DC Showcase #76, Bat Lash #1–7
DC Comics, 12–15 cents ea. 1968

Ah, Westerns.

For me, Westerns have always been that convenient, handy, all purpose source of fiction that utilizes Americans utopian, noble, and utterly romantic interpretations of ourselves and our history. A uniquely North American period of time, Westerns give forth the vision of how we wish to depict ourselves, generally in the best fashion, to the rest of the world. Filled will grandiose stories featuring our self imposed spirit, they can be not only ironic, but a glimpse into to the American psyche itself.

The timing of their popularity comes in the 50’s after the Second World War, and was solidified in pop culture by films, the expanding cultural icons of television, and the handy and cheap format of the comic book.

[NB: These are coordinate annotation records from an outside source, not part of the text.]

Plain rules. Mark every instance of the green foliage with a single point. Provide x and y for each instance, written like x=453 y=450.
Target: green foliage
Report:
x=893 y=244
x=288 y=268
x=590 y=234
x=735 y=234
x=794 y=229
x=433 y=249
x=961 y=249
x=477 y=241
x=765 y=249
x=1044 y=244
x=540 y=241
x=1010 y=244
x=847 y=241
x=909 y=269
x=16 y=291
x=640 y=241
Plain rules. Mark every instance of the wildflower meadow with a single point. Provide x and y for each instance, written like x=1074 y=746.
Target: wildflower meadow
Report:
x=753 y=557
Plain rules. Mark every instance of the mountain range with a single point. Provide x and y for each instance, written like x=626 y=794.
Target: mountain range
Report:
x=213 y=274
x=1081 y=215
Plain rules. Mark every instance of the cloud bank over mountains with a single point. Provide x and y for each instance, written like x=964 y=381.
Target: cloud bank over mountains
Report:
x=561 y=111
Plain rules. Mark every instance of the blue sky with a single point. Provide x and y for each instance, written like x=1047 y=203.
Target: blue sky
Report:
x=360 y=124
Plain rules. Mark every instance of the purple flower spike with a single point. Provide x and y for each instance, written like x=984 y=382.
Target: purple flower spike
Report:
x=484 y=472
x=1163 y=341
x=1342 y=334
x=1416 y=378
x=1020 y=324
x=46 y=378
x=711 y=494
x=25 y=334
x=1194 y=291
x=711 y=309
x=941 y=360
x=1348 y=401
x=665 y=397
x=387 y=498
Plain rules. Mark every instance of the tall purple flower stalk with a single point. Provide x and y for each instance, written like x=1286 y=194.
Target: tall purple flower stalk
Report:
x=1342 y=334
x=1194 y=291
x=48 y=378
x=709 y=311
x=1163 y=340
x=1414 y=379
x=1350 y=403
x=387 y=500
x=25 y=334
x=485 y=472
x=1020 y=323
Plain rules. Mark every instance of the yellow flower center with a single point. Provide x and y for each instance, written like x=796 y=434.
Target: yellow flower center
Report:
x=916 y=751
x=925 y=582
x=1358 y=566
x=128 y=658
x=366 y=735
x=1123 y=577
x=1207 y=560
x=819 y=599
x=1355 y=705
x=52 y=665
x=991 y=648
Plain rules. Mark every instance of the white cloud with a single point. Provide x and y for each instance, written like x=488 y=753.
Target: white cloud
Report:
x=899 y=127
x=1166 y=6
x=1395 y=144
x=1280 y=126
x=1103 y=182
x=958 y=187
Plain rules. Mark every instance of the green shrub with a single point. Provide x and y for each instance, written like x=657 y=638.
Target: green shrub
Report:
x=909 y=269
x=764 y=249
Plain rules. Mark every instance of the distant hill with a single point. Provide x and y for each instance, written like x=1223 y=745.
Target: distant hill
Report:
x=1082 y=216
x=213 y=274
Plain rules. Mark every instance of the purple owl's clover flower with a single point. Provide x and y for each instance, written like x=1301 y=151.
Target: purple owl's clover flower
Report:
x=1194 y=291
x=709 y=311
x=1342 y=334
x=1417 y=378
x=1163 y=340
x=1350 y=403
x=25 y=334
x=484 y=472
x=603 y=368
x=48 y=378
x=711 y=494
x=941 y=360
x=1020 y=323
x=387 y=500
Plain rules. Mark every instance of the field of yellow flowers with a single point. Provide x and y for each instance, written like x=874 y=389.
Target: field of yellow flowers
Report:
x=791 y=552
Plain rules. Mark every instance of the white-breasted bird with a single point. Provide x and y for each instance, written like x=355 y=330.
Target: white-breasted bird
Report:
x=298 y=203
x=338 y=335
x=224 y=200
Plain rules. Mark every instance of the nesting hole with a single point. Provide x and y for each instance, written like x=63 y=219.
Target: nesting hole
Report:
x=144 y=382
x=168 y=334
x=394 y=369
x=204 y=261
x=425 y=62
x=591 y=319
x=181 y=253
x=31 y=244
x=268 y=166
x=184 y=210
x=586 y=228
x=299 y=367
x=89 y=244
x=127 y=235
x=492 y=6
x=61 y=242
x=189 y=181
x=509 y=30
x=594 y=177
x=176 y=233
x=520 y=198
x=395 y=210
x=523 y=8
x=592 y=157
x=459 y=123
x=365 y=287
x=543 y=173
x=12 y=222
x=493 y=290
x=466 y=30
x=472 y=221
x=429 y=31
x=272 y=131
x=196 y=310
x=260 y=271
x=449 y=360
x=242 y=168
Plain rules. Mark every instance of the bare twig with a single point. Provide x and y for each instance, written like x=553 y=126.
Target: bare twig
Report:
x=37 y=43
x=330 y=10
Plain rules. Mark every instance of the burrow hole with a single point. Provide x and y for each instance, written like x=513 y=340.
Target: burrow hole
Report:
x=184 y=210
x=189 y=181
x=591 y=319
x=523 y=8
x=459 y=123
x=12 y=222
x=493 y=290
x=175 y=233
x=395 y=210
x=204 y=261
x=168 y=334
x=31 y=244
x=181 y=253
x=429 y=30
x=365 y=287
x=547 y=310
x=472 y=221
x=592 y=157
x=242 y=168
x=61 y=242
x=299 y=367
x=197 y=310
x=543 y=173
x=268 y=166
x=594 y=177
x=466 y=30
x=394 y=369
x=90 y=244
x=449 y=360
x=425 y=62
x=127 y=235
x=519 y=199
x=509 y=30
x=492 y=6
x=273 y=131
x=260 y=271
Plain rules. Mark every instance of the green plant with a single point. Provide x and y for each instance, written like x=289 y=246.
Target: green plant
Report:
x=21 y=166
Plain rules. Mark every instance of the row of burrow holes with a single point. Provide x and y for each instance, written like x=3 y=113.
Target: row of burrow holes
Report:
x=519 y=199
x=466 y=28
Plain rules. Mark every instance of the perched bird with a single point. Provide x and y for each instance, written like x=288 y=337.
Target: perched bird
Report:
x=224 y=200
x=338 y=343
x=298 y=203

While it could be said the best representations of the American Western themes succeeded the most where the big money was, with films by John Ford far out-lapping the rather pedestrian fare found on episodic television shows.

Comics tread a similar path, with the best of the form saved for the better paying, self copyrighted newspaper comic strips, with outstanding examples being Rick O’Shay by Stan Lynde, or The Cisco Kid, by Jose Luis Salinas. This level of craft was later supplanted by the Belgian/French series Blueberry, by Jean Michel Charlier and Jean Giraud, their mastery of the American Western period perhaps the apex of the form for me.

In 1968, while the popularity of superhero comics was hitting its peak, DC and Marvel were expanding their empires of comics publishing, adding ever more titles to compete with each other and starve off rack space from the second tier publishers. They tried a lot of odd, sometimes goofy approaches to comics, throwing lots of stuff at the walls to see what would stick.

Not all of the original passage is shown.